A Facebook group calling itself Support Stefan Serie wrote in a post on its website that a member has spoken with a knowledgeable source who said that Serie was denied tenure because he demonstrated “poor decision-making” and “poor judgment” in appearing on “Princesses Long Island.” The group, administered by Christine Grassman, whose son was coached by Serie, disputes the charges.

The question is, did the Board of Education have the right to rescind Serie’s tenure?

The tenure question

According to John Burman, a New York State Department of Education spokesman, tenure, which affords teachers due process in the event that charges are leveled against them, is granted by boards of education at the local level. He noted that school boards employ teachers, not the state, and that boards rarely rescind tenure once it has been granted. Burman, however, said it happens at times.

To receive tenure, a teacher must provide three years of “satisfactory” service to his or her district, as determined by the teacher’s supervisors, according to state education law. Boards of education typically grant provisional tenure in the spring before a teacher enters his or her fourth year.
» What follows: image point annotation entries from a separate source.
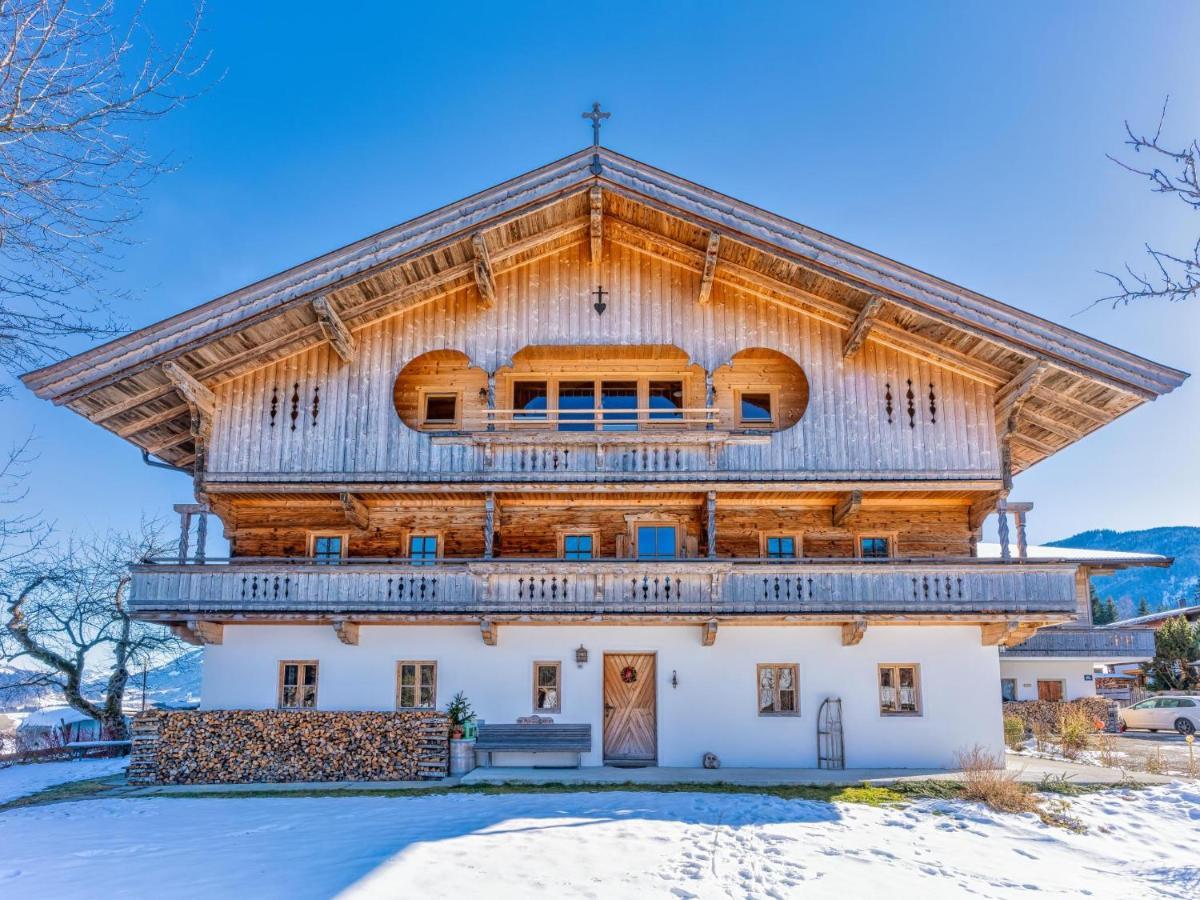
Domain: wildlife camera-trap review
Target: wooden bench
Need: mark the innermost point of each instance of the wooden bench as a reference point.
(540, 738)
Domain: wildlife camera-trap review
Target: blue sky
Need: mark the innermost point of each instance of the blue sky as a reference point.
(963, 139)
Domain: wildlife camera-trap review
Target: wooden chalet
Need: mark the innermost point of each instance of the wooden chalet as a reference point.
(606, 445)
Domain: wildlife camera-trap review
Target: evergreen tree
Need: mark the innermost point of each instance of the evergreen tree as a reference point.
(1176, 646)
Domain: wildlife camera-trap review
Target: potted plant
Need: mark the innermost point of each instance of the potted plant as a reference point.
(460, 713)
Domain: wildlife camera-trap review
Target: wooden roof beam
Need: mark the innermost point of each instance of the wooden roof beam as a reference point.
(358, 514)
(334, 329)
(863, 325)
(852, 633)
(196, 394)
(485, 277)
(709, 271)
(846, 508)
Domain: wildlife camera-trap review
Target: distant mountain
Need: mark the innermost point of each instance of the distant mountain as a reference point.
(172, 684)
(1162, 588)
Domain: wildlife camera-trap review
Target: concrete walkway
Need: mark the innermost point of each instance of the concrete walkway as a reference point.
(1029, 769)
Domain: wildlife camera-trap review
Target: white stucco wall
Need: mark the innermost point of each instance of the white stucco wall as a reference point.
(712, 709)
(1071, 672)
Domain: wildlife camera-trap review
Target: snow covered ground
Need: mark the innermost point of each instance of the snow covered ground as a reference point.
(30, 778)
(611, 845)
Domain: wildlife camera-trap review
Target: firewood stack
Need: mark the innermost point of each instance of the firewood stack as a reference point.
(273, 745)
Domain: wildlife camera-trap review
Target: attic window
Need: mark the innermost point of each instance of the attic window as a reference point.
(441, 411)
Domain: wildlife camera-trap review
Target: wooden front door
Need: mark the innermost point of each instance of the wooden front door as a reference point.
(630, 727)
(1050, 690)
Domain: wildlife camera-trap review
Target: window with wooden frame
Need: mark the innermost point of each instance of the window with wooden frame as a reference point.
(899, 689)
(547, 687)
(417, 684)
(779, 689)
(328, 547)
(657, 540)
(424, 549)
(577, 545)
(756, 408)
(779, 546)
(298, 684)
(439, 409)
(875, 546)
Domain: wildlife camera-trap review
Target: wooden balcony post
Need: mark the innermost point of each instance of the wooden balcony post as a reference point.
(489, 526)
(1002, 511)
(712, 525)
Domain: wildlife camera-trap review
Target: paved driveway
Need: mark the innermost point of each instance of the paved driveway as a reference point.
(1171, 747)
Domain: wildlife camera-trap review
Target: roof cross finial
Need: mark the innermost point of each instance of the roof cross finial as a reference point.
(597, 117)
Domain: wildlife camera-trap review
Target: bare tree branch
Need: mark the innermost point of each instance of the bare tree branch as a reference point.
(77, 81)
(65, 613)
(1171, 171)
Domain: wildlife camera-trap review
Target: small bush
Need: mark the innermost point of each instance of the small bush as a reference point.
(1107, 750)
(1075, 729)
(984, 780)
(1014, 732)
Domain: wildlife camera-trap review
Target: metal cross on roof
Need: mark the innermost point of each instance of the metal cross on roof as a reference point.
(597, 117)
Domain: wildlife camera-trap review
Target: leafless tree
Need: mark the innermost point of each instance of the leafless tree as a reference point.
(65, 618)
(77, 81)
(1170, 171)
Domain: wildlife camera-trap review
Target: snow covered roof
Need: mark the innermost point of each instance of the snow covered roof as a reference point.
(1108, 558)
(53, 717)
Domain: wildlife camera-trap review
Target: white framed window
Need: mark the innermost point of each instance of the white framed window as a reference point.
(547, 687)
(417, 684)
(899, 689)
(779, 689)
(298, 684)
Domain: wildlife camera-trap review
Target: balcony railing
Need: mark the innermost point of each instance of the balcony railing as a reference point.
(683, 587)
(1095, 642)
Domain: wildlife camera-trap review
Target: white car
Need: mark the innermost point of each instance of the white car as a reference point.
(1181, 714)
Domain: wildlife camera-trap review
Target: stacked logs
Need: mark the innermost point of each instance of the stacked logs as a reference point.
(273, 745)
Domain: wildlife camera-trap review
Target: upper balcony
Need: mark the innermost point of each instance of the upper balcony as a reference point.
(601, 413)
(1013, 593)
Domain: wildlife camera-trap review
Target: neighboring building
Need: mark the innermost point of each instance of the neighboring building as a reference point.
(55, 726)
(605, 445)
(1066, 661)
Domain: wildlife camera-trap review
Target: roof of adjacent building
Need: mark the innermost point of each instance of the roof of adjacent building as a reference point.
(1074, 383)
(1188, 612)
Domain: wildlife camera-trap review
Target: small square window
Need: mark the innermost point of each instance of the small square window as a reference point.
(441, 409)
(780, 546)
(547, 687)
(874, 547)
(657, 543)
(423, 549)
(899, 690)
(779, 689)
(755, 409)
(577, 546)
(328, 549)
(298, 684)
(417, 684)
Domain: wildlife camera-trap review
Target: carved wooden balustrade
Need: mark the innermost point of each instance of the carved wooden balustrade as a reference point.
(682, 587)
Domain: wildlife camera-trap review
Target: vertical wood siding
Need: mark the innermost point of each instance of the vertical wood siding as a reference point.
(844, 432)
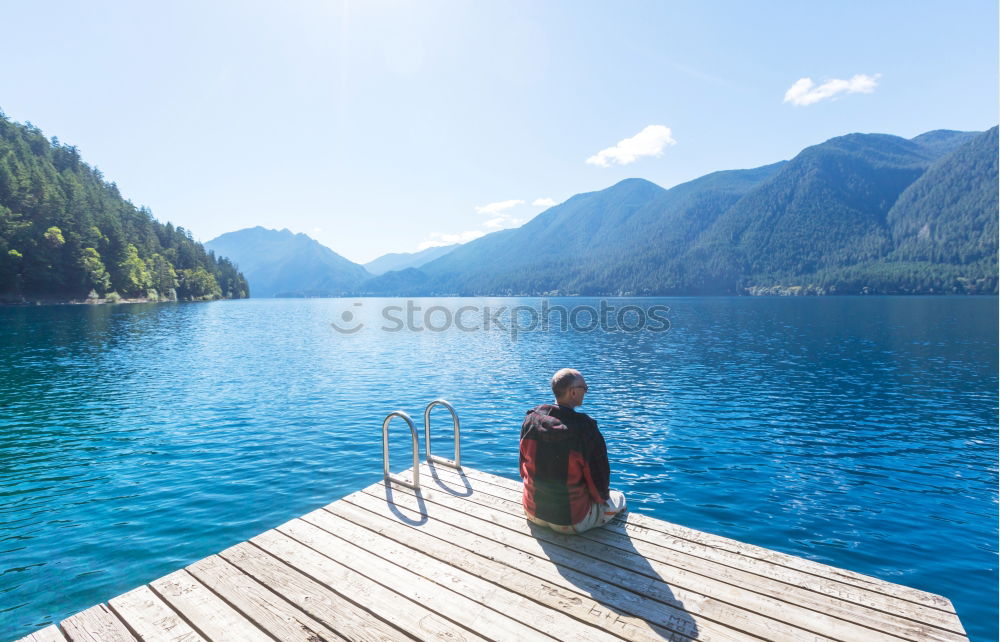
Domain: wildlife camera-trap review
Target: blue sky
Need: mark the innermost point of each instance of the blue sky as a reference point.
(385, 126)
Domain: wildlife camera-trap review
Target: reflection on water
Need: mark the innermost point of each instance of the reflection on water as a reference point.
(134, 439)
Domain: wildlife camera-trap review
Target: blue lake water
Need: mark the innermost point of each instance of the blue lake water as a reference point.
(859, 432)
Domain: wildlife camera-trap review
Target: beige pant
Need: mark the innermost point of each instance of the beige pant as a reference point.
(599, 515)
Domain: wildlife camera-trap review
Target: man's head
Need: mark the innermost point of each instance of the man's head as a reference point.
(569, 387)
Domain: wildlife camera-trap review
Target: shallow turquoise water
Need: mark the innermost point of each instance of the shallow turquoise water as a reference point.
(859, 432)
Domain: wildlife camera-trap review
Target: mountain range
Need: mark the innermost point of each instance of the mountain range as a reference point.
(283, 264)
(859, 213)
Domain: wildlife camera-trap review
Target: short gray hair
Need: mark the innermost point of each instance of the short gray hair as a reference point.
(564, 380)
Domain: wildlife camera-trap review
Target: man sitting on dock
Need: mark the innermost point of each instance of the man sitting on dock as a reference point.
(564, 462)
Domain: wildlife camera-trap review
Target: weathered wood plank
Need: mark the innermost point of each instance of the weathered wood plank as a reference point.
(483, 562)
(503, 487)
(151, 618)
(259, 604)
(96, 624)
(328, 607)
(205, 610)
(48, 634)
(689, 613)
(409, 616)
(448, 603)
(491, 595)
(898, 617)
(459, 561)
(752, 602)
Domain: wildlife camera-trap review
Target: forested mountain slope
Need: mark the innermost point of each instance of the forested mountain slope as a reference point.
(858, 213)
(66, 233)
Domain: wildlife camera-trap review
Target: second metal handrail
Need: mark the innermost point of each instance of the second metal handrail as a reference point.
(457, 463)
(415, 484)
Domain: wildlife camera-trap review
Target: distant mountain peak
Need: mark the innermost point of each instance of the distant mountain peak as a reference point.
(283, 263)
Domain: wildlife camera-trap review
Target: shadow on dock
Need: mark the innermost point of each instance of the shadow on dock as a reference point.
(620, 579)
(466, 491)
(403, 517)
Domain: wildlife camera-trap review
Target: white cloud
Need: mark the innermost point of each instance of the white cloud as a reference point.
(496, 208)
(806, 92)
(437, 239)
(649, 142)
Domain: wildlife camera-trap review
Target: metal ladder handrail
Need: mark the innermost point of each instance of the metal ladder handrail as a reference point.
(415, 484)
(457, 463)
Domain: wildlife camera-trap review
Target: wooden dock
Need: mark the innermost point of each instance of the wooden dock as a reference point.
(459, 561)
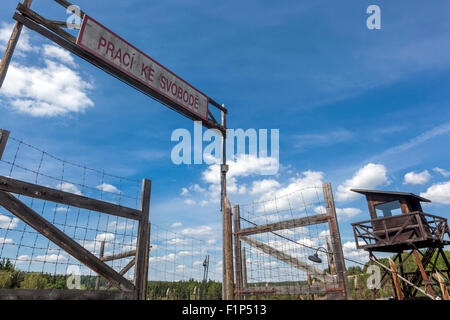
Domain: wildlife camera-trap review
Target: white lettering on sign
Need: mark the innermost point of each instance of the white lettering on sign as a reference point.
(109, 47)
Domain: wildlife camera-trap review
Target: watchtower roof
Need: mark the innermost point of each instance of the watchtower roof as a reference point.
(392, 193)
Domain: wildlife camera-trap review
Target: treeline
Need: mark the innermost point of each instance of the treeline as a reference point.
(361, 292)
(184, 290)
(11, 278)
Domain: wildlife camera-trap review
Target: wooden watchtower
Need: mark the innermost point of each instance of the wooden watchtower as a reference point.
(397, 225)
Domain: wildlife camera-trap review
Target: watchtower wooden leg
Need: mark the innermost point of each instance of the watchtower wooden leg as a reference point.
(396, 282)
(423, 273)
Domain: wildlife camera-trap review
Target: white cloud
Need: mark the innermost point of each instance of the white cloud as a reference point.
(197, 231)
(107, 237)
(51, 51)
(341, 212)
(176, 224)
(23, 44)
(105, 187)
(350, 251)
(169, 257)
(262, 186)
(6, 241)
(7, 222)
(123, 225)
(368, 177)
(55, 89)
(439, 193)
(417, 178)
(302, 142)
(61, 209)
(443, 172)
(282, 199)
(69, 187)
(51, 258)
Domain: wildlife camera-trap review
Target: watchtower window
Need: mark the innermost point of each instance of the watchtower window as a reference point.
(388, 209)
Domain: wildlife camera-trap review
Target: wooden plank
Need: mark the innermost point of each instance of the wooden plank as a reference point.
(102, 252)
(237, 249)
(67, 4)
(66, 198)
(62, 240)
(122, 76)
(339, 262)
(119, 256)
(441, 281)
(143, 243)
(63, 24)
(398, 290)
(309, 269)
(285, 290)
(41, 20)
(423, 273)
(53, 294)
(10, 47)
(288, 224)
(4, 135)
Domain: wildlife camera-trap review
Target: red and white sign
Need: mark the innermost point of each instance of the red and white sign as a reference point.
(111, 48)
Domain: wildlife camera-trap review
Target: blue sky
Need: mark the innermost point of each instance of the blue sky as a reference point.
(363, 107)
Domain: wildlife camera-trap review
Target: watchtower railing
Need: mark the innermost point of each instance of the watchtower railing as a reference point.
(386, 231)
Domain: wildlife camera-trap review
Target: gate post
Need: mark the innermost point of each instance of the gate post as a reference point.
(143, 243)
(336, 239)
(237, 251)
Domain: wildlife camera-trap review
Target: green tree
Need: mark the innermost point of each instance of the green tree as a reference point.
(6, 279)
(34, 281)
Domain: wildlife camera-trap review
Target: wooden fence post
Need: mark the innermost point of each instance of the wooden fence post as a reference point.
(237, 251)
(442, 285)
(143, 243)
(11, 46)
(335, 236)
(228, 245)
(102, 252)
(244, 271)
(4, 135)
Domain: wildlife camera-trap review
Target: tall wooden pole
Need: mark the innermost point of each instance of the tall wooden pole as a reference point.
(395, 279)
(244, 271)
(229, 272)
(102, 252)
(143, 243)
(237, 250)
(442, 285)
(223, 195)
(11, 46)
(338, 255)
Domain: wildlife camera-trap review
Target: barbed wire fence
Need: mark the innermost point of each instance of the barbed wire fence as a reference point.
(28, 250)
(280, 259)
(176, 258)
(173, 257)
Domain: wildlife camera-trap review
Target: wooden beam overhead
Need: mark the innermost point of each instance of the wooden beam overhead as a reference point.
(288, 224)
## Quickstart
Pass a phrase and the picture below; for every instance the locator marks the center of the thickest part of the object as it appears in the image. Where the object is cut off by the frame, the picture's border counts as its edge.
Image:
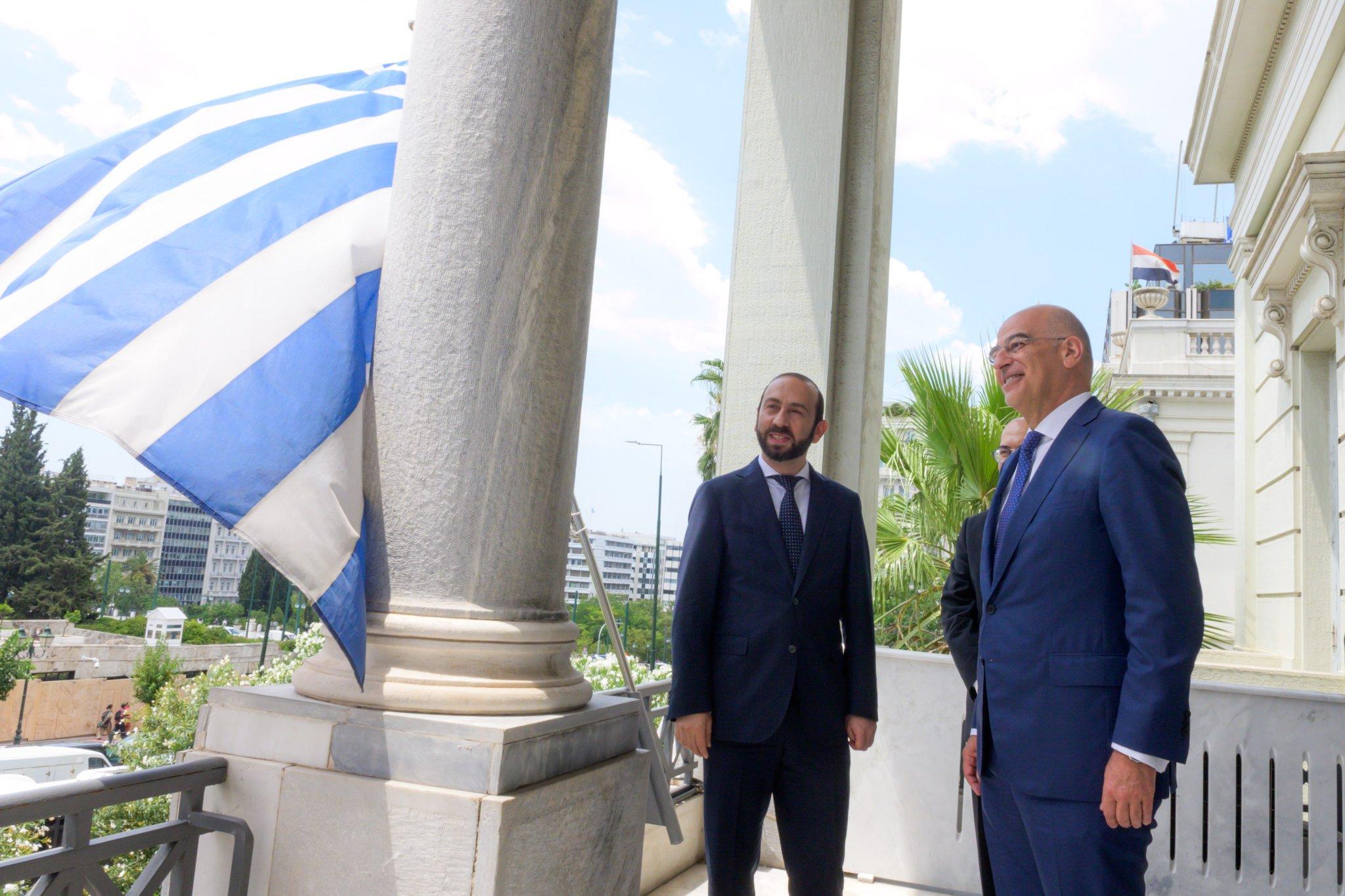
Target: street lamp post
(46, 639)
(658, 547)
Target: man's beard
(794, 450)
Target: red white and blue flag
(1146, 265)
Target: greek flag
(202, 289)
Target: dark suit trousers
(1043, 847)
(811, 788)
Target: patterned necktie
(791, 524)
(1020, 482)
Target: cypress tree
(60, 572)
(24, 501)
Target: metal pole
(23, 699)
(658, 578)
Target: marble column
(479, 363)
(814, 224)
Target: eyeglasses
(1017, 344)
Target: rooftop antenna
(1178, 188)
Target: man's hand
(969, 765)
(1128, 792)
(693, 733)
(860, 733)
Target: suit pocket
(735, 644)
(1086, 670)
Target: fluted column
(479, 362)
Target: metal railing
(680, 761)
(76, 865)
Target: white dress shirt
(801, 489)
(1049, 430)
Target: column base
(361, 801)
(454, 666)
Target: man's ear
(1074, 351)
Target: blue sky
(1032, 152)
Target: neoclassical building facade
(1270, 119)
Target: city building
(669, 559)
(626, 561)
(227, 558)
(1270, 120)
(1181, 354)
(127, 519)
(198, 559)
(186, 544)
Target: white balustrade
(1258, 805)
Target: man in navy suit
(1091, 622)
(961, 612)
(772, 651)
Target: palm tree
(940, 444)
(712, 373)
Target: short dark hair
(822, 400)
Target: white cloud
(623, 314)
(720, 39)
(617, 484)
(169, 54)
(645, 199)
(985, 73)
(917, 313)
(22, 142)
(95, 106)
(740, 11)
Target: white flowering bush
(604, 673)
(167, 729)
(20, 840)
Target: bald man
(1091, 621)
(961, 612)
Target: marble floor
(771, 882)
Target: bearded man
(772, 651)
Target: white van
(46, 765)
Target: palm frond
(1206, 523)
(1218, 634)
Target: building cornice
(1309, 50)
(1245, 41)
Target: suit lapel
(988, 535)
(820, 508)
(1057, 458)
(763, 511)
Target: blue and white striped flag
(202, 289)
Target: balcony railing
(1206, 343)
(76, 865)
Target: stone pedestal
(362, 801)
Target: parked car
(46, 765)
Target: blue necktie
(791, 524)
(1020, 482)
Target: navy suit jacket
(745, 631)
(1093, 617)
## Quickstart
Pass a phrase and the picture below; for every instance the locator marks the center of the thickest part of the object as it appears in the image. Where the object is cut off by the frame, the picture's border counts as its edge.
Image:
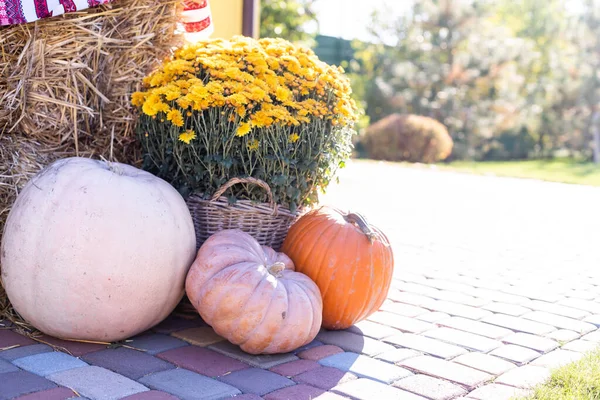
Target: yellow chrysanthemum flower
(243, 129)
(187, 136)
(253, 145)
(138, 98)
(175, 117)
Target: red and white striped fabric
(13, 12)
(196, 17)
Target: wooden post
(250, 18)
(596, 136)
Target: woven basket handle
(253, 181)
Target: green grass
(576, 381)
(565, 171)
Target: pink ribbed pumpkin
(251, 295)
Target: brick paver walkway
(497, 281)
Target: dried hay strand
(70, 79)
(65, 87)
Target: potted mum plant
(249, 131)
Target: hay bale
(65, 87)
(69, 79)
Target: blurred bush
(411, 138)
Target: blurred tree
(287, 19)
(451, 63)
(590, 71)
(509, 78)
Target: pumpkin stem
(276, 269)
(363, 225)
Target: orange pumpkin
(351, 262)
(251, 295)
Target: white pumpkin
(96, 251)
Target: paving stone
(524, 377)
(593, 337)
(495, 295)
(444, 284)
(202, 360)
(174, 324)
(15, 384)
(97, 383)
(586, 305)
(154, 343)
(128, 362)
(464, 339)
(556, 309)
(247, 396)
(76, 349)
(518, 324)
(325, 377)
(533, 342)
(459, 310)
(24, 351)
(372, 329)
(497, 392)
(504, 308)
(417, 288)
(411, 298)
(406, 310)
(256, 381)
(580, 294)
(314, 343)
(593, 319)
(485, 362)
(265, 361)
(58, 393)
(429, 387)
(460, 298)
(184, 385)
(405, 324)
(536, 294)
(366, 389)
(580, 346)
(316, 353)
(4, 323)
(354, 343)
(398, 355)
(564, 335)
(447, 370)
(557, 358)
(426, 345)
(409, 277)
(299, 392)
(433, 316)
(366, 367)
(44, 364)
(200, 336)
(560, 322)
(6, 366)
(294, 368)
(151, 395)
(475, 327)
(517, 354)
(9, 338)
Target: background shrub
(409, 138)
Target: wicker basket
(266, 222)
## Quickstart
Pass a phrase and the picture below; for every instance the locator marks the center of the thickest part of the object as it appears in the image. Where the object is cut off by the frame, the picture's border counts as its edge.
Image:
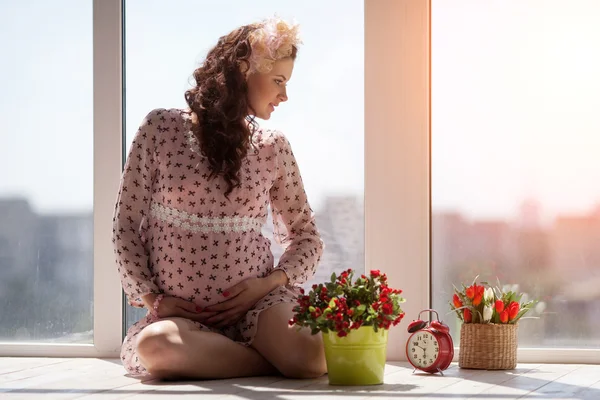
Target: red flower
(499, 306)
(479, 290)
(470, 292)
(387, 308)
(456, 300)
(513, 310)
(467, 315)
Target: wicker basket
(488, 346)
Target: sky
(514, 96)
(515, 100)
(46, 105)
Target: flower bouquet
(354, 316)
(488, 335)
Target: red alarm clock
(429, 347)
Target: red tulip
(479, 290)
(467, 315)
(499, 306)
(470, 292)
(513, 310)
(456, 300)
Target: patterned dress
(174, 231)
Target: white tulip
(487, 313)
(488, 295)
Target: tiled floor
(55, 378)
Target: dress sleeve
(293, 219)
(131, 211)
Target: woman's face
(267, 90)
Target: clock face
(423, 349)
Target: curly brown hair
(220, 104)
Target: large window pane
(46, 187)
(515, 158)
(323, 118)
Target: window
(324, 118)
(46, 203)
(514, 159)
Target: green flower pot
(357, 359)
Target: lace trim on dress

Up to that point, a teacher is considered an “at-will” employee, and can be dismissed without a 3020a hearing, a legal process that is granted to tenured teachers, according to the website of the Carl Place-based education law firm Leeds Brown P.C.

Serie would have begun his fourth year of teaching for the Central District in September.

Garden City-based education attorney Howard Miller said that two critical cases –– Jill Remus v. the City of Tonawanda School District and Sharon Shaffer v. the Schenectady City School District, both decided in 2001 –– upheld a district’s right to grant provisional tenure to a teacher and rescind it before the teacher receives full tenure in his or her fourth year.